# Nvidia 940MX Recording Support



## Minecraft Inside (May 26, 2018)

Can You Guys Please Make Nvidia 940MX Support In OBS Studio. I Have A 1 Year Old Computer With A Core I7 Processor (REALLY GOOD) But A NVIDIA GEFORCE 940MX (OLD GPU) And Its 750$. Can You Guys Make Support For That In The Latest Version Of OBS Studio.

Reguards,
Minecraft Inside


----------



## Osiris (May 26, 2018)

You can record perfectly fine on a 940MX, you just can't use NVENC since the 940MX does not support that.


----------



## Minecraft Inside (May 27, 2018)

Osiris said:


> You can record perfectly fine on a 940MX, you just can't use NVENC since the 940MX does not support that.

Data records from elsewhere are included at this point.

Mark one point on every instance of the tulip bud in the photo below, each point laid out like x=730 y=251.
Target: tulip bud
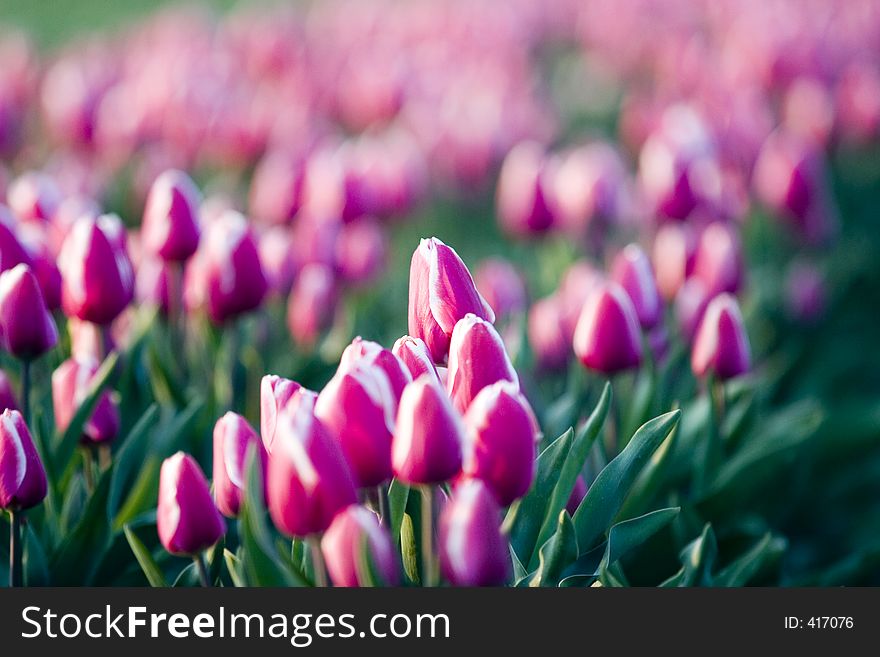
x=233 y=437
x=414 y=354
x=441 y=291
x=632 y=271
x=70 y=385
x=374 y=354
x=428 y=436
x=170 y=228
x=477 y=358
x=186 y=517
x=27 y=330
x=226 y=277
x=501 y=434
x=22 y=477
x=473 y=551
x=309 y=479
x=353 y=532
x=311 y=307
x=275 y=393
x=607 y=335
x=717 y=261
x=357 y=406
x=721 y=345
x=98 y=281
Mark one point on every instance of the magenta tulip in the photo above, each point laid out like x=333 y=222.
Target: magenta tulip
x=22 y=477
x=428 y=436
x=473 y=551
x=441 y=291
x=233 y=438
x=477 y=358
x=721 y=346
x=309 y=481
x=607 y=335
x=354 y=537
x=502 y=433
x=187 y=520
x=27 y=330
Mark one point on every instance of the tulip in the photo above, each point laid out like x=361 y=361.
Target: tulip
x=632 y=271
x=607 y=335
x=414 y=354
x=22 y=482
x=477 y=358
x=428 y=438
x=441 y=291
x=233 y=437
x=357 y=407
x=721 y=345
x=98 y=281
x=275 y=393
x=717 y=261
x=473 y=551
x=70 y=385
x=225 y=278
x=309 y=480
x=501 y=434
x=353 y=543
x=312 y=304
x=170 y=228
x=372 y=353
x=187 y=520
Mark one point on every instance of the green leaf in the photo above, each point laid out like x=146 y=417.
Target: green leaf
x=145 y=558
x=607 y=493
x=573 y=466
x=557 y=553
x=526 y=515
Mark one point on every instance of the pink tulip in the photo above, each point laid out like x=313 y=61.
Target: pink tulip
x=354 y=536
x=502 y=433
x=441 y=291
x=187 y=520
x=473 y=551
x=477 y=358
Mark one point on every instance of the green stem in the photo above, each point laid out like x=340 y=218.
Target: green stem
x=15 y=548
x=429 y=578
x=203 y=569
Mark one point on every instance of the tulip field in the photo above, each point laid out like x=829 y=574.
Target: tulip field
x=572 y=293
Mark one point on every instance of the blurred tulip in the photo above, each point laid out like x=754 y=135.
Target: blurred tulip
x=187 y=520
x=473 y=551
x=354 y=537
x=311 y=307
x=275 y=393
x=607 y=336
x=721 y=345
x=477 y=358
x=441 y=291
x=233 y=438
x=71 y=382
x=413 y=352
x=170 y=227
x=502 y=434
x=357 y=407
x=98 y=281
x=632 y=271
x=27 y=330
x=428 y=436
x=22 y=477
x=309 y=479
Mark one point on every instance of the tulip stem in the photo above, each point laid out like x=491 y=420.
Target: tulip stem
x=428 y=578
x=15 y=551
x=202 y=567
x=320 y=569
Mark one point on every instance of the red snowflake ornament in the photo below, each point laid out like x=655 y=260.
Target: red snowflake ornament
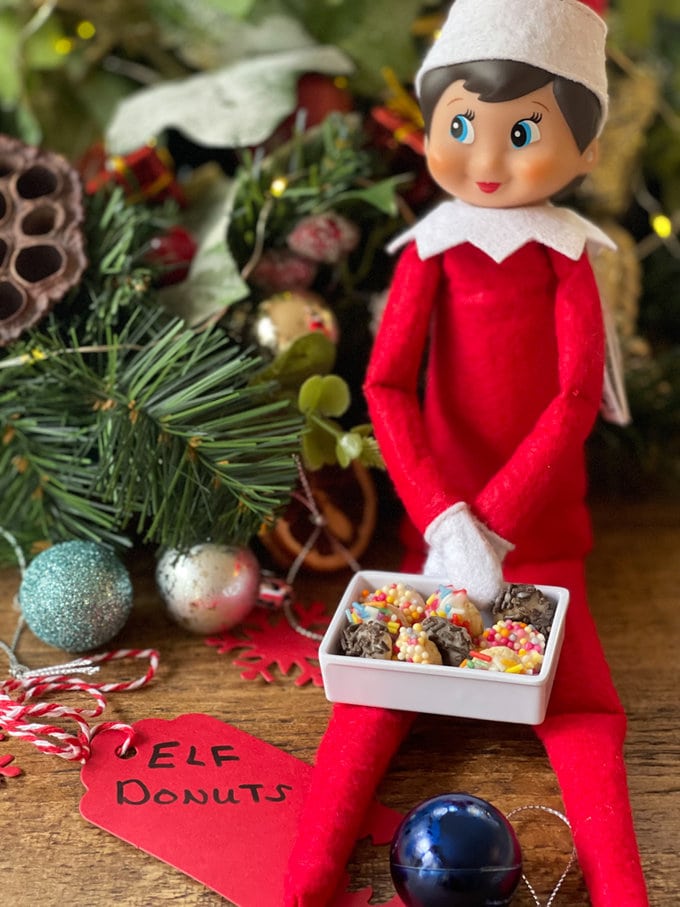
x=269 y=640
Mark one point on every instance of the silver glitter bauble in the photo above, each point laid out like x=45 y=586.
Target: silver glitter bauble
x=76 y=596
x=209 y=588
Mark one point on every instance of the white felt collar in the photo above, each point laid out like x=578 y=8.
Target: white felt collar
x=501 y=231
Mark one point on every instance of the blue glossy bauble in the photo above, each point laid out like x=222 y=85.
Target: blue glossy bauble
x=455 y=850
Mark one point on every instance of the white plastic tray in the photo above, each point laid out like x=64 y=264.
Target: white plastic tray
x=437 y=689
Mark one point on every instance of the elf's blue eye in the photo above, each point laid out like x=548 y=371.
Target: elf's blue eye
x=462 y=129
x=525 y=132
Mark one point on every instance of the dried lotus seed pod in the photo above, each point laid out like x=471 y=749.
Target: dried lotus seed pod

Can You Please Make Something In The Latest Version Of OBS Studio So Old GPU Are Supported.


----------



## Osiris (May 27, 2018)

You should read what I said again.


----------



## ShadeHL (Aug 6, 2019)

The Forum mod team that they have here is horrendous and they should find new staff. What kind of answer is "You should read what I said again." I mean cmon if that is how you talk people that's a disgrace.


----------



## dodgepong (Aug 7, 2019)

I agree that that was not a graceful way to answer the question, so thank you for bringing this up. We've been trying to improve the quality of support that we are able to give (though do note that all community mods and forum moderators are volunteers, not staff). Obviously there are posts lingering around like this that aren't reflective of the attitude we'd like to project, so I apologize for that.


----------